Gift aus der Luft

Möglicher Auslöser des Kawasaki-Syndroms gefunden

Ein Forscher benutzt Reagenzgläser zur Forschung.

Trotz intensiver Forschung konnte bislang keine Ursache für das Kawasaki-Syndrom gefunden werden. (Bild: yanlev – Fotolia.com)

Giftstoffe werden vom Wind übertragen

Die Ursache des Kawasaki-Syndroms ist bisher nicht bekannt. Bereits 2011 stellten Wissenschaftler die These auf, dass der Auslöser über die Luft verbreitet wird. Vor allem in Japan sind viele Menschen an dem Syndrom erkrankt. Die Forschern der US-nationalen Akademie der Wissenschaften (PNAS) registrierten, dass dort bei bestimmten Wetterverhältnissen besonders viele Krankheitsfälle gemeldet wurden. Das Forscherteam vermutet nun, dass die Giftstoffe mit dem Wind kommen und gingen ihrer These nach:

  • Sie simulierten die Luftströme und den Partikeltransport der Tage, an denen seit 1977 besonders viele Erkrankungen diagnostiziert wurden.
  • Mit ihren Analysen konnten sie eine landwirtschaftlich geprägte Region im Nordosten Chinas ausmachen und vermuten dort den Ursprung des durch den Wind verbreiteten Giftstoffes. Die Gegend ist Hauptanbaugebiet für Getreide.

Fest steht, die Erkrankungen werden nicht durch einen erhöhten Schadstoffgehalt der Luft bedingt. Wie die Krankheitsauslöser in den vergangenen Jahren in die Luft gerieten, ist dagegen noch unklar. Vereinzelt wurden auch Krankheitsfälle in Westeuropa, den USA und weiteren Regionen in Asien diagnostiziert.

Pilz bei Luftuntersuchungen entdeckt

Das Kawasaki-Syndrom in Zahlen

  • Das Syndrom wurde nach seinem Entdecker Tomisaku Kawasaki benannt und 1967 entdeckt.
  • Etwa neun von 100.000 Kindern erkranken jährlich in Deutschland.
  • Zwischen 6.700 und 16.100 Kinder erkrankten während drei großer Krankheitswellen in Japan.

2011 untersuchten die Wissenschaftler mit gentechnischen Methoden außerdem Aerosol-Proben aus den entsprechenden Luftströmen und fanden darin eine große Menge Candida-Pilze. Hefepilze dieser Art lösen bei Mäusen ähnliche Symptome aus und sind auch als Krankheitsursache beim Menschen bekannt. Die Forscher gehen nun davon aus, dass bestimmte Giftstoffe des Pilzes, also winzige Partikel, Ursache des Kawasaki-Syndroms sind.

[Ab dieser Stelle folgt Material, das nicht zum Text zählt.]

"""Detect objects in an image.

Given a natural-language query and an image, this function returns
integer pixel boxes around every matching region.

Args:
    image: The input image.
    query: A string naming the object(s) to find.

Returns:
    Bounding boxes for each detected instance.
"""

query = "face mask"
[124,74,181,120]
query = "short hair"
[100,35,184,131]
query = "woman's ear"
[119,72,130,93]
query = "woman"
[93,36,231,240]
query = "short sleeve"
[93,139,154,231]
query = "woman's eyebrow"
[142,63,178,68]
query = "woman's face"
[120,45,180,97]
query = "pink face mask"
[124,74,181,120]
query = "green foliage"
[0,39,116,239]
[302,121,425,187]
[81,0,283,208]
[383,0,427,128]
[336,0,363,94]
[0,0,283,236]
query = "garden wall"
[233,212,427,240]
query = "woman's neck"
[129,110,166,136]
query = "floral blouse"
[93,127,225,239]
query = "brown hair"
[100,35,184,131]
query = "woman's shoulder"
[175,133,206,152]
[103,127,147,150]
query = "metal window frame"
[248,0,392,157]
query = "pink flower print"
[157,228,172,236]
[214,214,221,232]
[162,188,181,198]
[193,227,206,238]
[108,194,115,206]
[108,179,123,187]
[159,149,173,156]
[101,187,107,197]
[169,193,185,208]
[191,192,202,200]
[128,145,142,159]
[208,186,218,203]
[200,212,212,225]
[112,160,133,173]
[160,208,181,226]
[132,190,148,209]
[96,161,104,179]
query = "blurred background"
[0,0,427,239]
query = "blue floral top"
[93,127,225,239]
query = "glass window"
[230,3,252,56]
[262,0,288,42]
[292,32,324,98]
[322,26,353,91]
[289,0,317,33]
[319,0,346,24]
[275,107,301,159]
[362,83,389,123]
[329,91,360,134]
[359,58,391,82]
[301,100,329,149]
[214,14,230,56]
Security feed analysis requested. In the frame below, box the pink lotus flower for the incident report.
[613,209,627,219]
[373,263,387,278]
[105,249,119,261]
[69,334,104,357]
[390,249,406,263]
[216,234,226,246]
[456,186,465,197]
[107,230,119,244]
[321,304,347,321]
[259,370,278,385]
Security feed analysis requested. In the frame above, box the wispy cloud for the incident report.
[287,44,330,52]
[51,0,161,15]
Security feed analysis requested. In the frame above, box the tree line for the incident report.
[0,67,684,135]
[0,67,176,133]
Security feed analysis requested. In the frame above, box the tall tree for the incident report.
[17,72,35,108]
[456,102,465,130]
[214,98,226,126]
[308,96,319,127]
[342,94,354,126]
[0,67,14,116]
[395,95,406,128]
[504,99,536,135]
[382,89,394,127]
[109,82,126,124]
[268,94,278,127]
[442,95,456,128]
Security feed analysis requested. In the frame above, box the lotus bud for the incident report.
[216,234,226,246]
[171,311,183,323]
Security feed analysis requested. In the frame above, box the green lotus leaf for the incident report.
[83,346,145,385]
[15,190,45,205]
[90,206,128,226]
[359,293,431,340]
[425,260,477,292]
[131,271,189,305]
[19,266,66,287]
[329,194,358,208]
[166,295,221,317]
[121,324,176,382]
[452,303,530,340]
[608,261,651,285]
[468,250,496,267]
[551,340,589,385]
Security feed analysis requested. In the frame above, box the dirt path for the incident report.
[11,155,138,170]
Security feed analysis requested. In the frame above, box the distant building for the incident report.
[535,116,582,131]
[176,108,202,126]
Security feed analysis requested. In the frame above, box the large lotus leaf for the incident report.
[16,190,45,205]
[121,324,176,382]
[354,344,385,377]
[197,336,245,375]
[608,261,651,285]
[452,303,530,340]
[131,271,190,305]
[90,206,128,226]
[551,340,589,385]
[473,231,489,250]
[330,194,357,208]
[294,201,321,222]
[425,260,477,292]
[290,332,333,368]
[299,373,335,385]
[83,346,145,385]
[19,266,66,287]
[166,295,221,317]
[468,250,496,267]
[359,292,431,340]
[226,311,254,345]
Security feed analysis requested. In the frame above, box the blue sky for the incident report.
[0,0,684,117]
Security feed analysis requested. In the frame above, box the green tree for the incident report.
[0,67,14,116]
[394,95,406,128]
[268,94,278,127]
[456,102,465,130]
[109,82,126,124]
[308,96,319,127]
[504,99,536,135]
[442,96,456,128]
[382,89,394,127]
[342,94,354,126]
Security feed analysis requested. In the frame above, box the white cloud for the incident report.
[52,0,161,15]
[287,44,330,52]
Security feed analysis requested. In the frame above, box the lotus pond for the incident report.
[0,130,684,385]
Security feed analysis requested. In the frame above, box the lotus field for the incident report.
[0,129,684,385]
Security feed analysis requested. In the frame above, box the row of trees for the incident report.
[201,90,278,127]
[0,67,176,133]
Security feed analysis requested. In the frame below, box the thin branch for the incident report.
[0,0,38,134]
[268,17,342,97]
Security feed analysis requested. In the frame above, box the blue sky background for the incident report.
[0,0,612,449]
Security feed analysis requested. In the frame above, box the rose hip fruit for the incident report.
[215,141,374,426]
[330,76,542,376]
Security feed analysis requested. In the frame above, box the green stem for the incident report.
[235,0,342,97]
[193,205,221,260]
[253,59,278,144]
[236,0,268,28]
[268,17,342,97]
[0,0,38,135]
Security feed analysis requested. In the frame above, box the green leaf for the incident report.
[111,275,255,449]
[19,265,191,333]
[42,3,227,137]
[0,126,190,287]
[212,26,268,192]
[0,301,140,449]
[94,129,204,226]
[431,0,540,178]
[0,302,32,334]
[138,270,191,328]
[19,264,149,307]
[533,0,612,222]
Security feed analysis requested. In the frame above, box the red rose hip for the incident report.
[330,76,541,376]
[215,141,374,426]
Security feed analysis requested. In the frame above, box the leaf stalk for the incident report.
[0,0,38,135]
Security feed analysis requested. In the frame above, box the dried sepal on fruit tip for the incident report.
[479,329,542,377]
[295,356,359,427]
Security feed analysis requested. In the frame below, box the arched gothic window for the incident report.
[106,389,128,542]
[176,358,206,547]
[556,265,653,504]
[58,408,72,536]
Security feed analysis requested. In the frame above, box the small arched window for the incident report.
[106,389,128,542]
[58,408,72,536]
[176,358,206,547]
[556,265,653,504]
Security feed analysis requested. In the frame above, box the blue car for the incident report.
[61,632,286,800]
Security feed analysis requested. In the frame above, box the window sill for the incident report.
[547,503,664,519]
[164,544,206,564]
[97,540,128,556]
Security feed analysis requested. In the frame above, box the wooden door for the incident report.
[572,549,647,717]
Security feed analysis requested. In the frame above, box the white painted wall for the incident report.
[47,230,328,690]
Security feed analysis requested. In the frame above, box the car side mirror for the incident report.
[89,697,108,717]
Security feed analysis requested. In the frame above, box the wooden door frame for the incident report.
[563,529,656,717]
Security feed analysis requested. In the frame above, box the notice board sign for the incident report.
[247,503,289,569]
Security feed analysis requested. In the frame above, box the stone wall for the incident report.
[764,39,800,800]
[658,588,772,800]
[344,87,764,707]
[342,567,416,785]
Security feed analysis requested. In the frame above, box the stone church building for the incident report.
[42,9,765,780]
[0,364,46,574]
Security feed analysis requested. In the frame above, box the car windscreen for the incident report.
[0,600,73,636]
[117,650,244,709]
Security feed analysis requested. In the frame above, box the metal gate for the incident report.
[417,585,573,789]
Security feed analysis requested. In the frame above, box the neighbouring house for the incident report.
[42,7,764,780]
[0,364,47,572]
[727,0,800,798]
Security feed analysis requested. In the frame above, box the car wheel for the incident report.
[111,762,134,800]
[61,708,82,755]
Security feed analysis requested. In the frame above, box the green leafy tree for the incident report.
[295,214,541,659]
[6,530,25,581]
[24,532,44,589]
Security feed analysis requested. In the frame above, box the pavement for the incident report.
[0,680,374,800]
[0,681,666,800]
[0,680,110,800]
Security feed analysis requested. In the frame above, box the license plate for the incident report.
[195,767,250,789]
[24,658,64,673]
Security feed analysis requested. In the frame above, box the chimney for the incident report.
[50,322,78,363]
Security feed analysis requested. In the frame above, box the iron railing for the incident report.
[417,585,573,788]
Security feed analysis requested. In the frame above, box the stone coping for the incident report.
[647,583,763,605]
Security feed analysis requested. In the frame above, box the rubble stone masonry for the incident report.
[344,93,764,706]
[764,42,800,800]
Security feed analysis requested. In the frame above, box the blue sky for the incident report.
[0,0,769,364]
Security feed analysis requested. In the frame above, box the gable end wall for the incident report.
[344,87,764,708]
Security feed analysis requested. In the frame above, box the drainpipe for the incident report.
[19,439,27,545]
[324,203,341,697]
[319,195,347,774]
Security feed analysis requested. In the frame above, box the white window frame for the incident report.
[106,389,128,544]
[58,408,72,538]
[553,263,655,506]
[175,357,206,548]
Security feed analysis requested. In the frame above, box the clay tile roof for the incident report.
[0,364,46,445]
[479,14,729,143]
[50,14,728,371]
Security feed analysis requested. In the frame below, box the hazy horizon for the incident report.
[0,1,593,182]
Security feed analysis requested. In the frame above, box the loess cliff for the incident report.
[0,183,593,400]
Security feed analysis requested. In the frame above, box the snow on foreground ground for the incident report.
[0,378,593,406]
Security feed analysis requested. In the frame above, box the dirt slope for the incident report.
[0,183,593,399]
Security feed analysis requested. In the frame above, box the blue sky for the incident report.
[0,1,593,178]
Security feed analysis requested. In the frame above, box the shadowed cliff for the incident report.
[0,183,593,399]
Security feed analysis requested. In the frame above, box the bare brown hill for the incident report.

Kinder sind besonders gefährdet

Das Kawasaki-Syndrom, auch mukokutanes Lymphknotensyndrom genannt, ist durch eine Gefäßentzündung der kleinen und mittelgroßen Arterien gekennzeichnet. Die Symptome des Syndroms ähneln am Anfang dem Krankheitsbild von Scharlach oder Masern.

Besonders anfällig sind Kleinkinder unter fünf Jahren. Kritisch wird es dann, wenn sich die Entzündung auf das Herz niederschlägt und dort bleibende Schäden hinterlässt. Typische Merkmale der Erkrankung sind:

  • hohes Fieber
  • vergrößerte Lymphknoten
  • Hautausschlag
  • Rötungen und Schwellungen
  • Himbeerzunge

Ansteckend ist die Krankheit nicht, wird sie jedoch nicht behandelt, kann sie tödlich sein. Nur 24 Stunden nach dem Kontakt mit dem Auslöser ist hohes Fieber ohne ersichtlichen Grund ein erstes Symptom der Krankheit. Aufgrund der kurzen Inkubationszeit können Forscher herkömmliche Infektionserreger ausschließen.